Shadow Complex to jedna z najbardziej zaawansowanych technologicznie gier w serwisie Xbox Live Arcade. W ostatnich dniach najwięcej emocji budzi jednak nie technolgia, rozgrywka czy fabuła, a bojkot tytułu przez organizacje walczące o prawa homoseksualistów. Zapytacie zapewne cóż może im przeszkadzać w grze arcade? Powodem bojkotu są poglądy Orsona Scotta Carda, którego powieści są kanwą świata gry.
Orson Scott Card znany jest z otwartego sprzeciwu wobec homoseksualistów.
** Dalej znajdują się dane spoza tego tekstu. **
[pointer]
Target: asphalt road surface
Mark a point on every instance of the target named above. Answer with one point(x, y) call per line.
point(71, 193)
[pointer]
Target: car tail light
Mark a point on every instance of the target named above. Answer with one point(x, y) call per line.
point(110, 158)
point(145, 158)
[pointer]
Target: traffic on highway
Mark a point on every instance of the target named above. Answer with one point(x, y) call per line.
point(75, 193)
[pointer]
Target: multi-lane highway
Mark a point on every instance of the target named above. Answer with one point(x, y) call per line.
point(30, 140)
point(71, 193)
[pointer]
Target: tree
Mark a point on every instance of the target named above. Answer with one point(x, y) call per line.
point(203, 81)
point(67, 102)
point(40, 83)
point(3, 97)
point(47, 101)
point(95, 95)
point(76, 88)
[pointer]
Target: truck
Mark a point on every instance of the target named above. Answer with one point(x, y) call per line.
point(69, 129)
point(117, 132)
Autor napisał, że homoseksualistów nie powinno się traktować na równi z innymi obywatelami a walkę o prawa gejów nazwał "kolektywnym kłamstwem". Wspierał również działania blokujące pozwolenia na małżeństwa homoseksualne. Jego udział w tworzeniu Shadow Complex oburzył niektórych graczy, którzy nawołują do otwartego bojkotu gry.
Te reakcje musiały w końcu spotkać się z odzewem twórców. Mark Rein z Epic Games powiedział: Poglądy polityczne Carda nie wypłynęły nigdy podczas tworzenia gry. Nawet gdyby tak było to nie dyskryminujemy ludzi, z którymi współpracujemy ze względu na ich zapatrywania polityczne. Przy Gears of War pracowali Republikanie, Demokraci, Libertarianie czy Kanadyjczycy – jak ja. Aby stworzyć wielkie gry trzeba zatrudniać różnych ludzi.
Wygląda jednak na to, że nawoływania do bojkotu są wołaniem samotnego na puszczy, gdyż gra sprzedaje się jak świeże bułeczki. Poglądy Carda, choć kontrowersyjne, nie są poglądami twórców, ani w żaden sposób nie pojawiają się w grze. W rezultacie bojkotu kilka osób mogło wstrzymać się z zakupem, ale szum medialny przyniósł raczej odwrotny skutek.